Angela Merkel received a bloody nose from voters in Hamburg yesterday. Her CDU party's support collapsed from 42.6% in 2008 to just 20% in yesterday's state elections. The elections happened early because the spectrum-transcending CDU-Green alliance formed after 2008's elections, had, not unexpectedly, collapsed. Local factors were clearly powerful, therefore, in an election that saw support for the SPD rocket from 34.1% to about 50%.
Merkel has won much praise internationally for Germany's robust economic recovery and she and her nation have become something of a model for David Cameron. His emphasis on fiscal conservatism rather than supply-side tax cuts, regional policy, movement towards vocational and technical education, investment in science, preference for manufacturing and green growth over financial deregulation and so on have a very German flavour.
My own take from the Hamburg result is to warn every Conservative: extreme volatility is now the stuff of mid-term elections. With voters less attached to any one party the swings we will see in elections are going to be bigger and the upsets more dramatic. Cameron's Coalition will go through very rough times and the unpopularity will be at least as bad as that experienced by Major and Thatcher. But recovery in electoral fortunes, if we get the big picture right, could be as dramatic as the decline.
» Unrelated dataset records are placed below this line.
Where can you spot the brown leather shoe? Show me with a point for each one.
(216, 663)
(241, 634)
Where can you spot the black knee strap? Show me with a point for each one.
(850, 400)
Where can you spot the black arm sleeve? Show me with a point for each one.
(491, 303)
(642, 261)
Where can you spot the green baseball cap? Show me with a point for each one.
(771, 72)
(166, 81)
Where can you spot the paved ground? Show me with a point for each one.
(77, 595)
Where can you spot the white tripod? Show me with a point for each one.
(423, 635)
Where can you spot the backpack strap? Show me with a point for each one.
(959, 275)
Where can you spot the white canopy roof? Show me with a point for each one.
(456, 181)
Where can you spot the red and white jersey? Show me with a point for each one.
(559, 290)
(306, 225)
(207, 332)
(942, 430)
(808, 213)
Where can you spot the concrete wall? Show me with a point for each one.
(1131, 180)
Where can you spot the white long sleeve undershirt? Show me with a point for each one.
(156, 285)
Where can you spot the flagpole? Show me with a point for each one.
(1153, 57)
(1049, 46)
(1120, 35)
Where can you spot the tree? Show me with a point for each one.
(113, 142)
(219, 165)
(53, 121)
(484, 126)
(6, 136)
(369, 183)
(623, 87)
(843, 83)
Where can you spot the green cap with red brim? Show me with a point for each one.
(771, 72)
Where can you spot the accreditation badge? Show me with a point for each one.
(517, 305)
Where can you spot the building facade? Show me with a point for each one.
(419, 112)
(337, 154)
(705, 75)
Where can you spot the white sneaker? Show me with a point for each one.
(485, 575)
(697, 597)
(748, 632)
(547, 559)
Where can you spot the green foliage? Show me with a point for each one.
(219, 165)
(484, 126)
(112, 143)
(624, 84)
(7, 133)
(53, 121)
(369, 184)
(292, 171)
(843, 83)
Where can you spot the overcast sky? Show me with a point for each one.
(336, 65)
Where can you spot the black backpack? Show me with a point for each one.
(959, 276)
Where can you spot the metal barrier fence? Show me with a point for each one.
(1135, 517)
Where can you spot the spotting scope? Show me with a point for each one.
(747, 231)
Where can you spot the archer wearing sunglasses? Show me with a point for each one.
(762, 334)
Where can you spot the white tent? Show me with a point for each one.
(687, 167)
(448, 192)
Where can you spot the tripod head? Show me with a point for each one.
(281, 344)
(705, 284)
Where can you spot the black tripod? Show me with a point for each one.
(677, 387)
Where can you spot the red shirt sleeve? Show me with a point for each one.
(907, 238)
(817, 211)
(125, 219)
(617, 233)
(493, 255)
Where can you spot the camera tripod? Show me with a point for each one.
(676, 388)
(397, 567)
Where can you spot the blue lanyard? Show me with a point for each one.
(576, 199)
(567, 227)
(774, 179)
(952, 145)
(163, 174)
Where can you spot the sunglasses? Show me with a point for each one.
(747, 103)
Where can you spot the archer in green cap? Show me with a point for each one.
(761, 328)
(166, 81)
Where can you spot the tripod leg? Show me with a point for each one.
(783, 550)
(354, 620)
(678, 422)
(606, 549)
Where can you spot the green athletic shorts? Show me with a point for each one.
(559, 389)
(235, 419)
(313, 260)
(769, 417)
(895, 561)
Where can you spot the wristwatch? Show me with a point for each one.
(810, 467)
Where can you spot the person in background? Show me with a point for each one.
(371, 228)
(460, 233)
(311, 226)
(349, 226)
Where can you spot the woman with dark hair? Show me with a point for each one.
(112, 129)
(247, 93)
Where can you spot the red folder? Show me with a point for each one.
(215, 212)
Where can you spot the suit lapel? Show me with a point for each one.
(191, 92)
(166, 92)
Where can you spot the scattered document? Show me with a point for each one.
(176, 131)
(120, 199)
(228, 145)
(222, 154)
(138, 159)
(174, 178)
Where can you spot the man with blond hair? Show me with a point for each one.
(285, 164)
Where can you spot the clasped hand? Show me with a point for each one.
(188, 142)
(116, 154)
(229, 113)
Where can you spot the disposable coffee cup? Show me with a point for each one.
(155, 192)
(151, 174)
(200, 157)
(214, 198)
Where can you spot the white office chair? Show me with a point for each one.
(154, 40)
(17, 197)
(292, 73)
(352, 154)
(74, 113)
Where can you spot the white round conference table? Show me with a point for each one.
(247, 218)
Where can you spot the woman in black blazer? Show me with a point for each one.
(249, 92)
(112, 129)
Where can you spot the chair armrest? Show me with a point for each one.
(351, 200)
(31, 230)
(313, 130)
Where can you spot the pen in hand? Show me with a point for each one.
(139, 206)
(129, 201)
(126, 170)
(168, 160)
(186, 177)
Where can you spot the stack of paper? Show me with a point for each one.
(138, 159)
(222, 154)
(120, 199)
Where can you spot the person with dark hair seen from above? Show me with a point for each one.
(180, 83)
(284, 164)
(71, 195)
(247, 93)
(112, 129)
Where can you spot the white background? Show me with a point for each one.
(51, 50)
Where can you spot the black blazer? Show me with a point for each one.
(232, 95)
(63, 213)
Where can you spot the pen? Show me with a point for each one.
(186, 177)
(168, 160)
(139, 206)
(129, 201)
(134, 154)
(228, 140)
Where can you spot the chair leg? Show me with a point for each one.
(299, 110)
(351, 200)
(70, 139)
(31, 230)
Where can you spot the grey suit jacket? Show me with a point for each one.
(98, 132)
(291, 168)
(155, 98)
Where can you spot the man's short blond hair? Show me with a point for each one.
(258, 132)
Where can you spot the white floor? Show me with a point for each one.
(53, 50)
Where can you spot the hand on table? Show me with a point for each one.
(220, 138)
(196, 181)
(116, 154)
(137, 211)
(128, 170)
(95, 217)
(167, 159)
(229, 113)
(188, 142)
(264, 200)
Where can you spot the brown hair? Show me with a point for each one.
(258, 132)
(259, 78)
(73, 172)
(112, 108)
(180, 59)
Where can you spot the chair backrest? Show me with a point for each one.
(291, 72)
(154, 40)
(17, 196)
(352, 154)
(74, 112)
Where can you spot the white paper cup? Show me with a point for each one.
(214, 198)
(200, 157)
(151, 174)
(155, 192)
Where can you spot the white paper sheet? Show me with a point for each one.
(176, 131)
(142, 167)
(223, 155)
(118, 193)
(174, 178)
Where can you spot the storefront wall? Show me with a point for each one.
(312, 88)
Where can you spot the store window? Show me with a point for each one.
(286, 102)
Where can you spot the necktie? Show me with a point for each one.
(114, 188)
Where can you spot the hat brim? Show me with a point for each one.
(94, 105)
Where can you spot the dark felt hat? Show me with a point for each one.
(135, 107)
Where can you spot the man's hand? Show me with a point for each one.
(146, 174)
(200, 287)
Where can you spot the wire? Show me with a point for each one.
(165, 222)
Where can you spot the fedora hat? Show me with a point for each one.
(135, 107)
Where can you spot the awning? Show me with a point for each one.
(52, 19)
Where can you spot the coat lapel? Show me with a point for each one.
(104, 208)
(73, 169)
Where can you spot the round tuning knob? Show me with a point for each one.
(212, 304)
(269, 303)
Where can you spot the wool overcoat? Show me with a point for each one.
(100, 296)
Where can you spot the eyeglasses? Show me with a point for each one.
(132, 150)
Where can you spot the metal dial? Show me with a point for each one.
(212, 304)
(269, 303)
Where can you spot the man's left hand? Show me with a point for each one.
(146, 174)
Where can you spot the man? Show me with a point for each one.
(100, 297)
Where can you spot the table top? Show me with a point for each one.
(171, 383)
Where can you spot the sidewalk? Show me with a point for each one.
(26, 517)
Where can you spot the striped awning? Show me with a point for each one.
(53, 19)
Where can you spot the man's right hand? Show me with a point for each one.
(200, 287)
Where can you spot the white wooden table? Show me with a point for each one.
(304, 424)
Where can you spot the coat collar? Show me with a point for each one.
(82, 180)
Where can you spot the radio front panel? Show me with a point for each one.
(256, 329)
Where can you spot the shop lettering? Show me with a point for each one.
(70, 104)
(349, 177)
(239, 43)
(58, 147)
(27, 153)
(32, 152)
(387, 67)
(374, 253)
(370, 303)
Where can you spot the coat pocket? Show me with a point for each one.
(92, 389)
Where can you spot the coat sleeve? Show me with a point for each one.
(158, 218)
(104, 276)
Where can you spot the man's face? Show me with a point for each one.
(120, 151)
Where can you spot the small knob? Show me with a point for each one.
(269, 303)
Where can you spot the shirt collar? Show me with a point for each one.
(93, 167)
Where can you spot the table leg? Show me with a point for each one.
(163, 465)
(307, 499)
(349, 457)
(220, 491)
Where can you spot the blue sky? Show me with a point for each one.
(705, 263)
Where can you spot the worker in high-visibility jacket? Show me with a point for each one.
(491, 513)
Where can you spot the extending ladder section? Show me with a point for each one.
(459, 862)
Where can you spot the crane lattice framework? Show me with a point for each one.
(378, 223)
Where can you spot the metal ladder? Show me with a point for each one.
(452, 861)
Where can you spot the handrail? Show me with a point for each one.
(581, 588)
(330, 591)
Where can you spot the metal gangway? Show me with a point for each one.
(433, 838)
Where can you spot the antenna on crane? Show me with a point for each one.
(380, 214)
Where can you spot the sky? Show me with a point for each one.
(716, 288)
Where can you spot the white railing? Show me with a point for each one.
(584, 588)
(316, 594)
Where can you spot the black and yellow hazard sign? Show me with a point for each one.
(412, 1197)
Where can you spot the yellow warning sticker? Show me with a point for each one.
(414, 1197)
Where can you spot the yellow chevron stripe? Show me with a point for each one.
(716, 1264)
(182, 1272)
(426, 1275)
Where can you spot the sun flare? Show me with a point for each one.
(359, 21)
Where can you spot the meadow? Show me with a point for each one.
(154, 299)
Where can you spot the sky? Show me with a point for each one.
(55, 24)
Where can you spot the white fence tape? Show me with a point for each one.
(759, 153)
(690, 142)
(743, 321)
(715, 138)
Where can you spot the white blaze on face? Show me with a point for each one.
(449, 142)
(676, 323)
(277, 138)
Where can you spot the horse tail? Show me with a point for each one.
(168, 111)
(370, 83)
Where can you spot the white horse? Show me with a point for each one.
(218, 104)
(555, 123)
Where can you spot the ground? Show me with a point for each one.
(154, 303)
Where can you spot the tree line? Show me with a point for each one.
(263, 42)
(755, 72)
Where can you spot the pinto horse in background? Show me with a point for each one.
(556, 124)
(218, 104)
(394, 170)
Merkel is outperforming her general election result in national surveys but, given the opportunity and important local factors, voters have taken the opportunity to kick her hard – not least for the big bailouts to €urozone countries that have been very unpopular in Germany. Cameron (like Brown, Gillard and Obama) can expect similarly big kickings in by-elections and local elections. In yesterday's Sunday Telegraph I noted that CCHQ expect 1,000 of 5,000 Tory councillors to lose their seats in May. What we mustn't do is assume that mid-term swings are a good guide to general election results although that won't stop Jeremy Vine swinging the Snow-o-meter and warning to the contrary.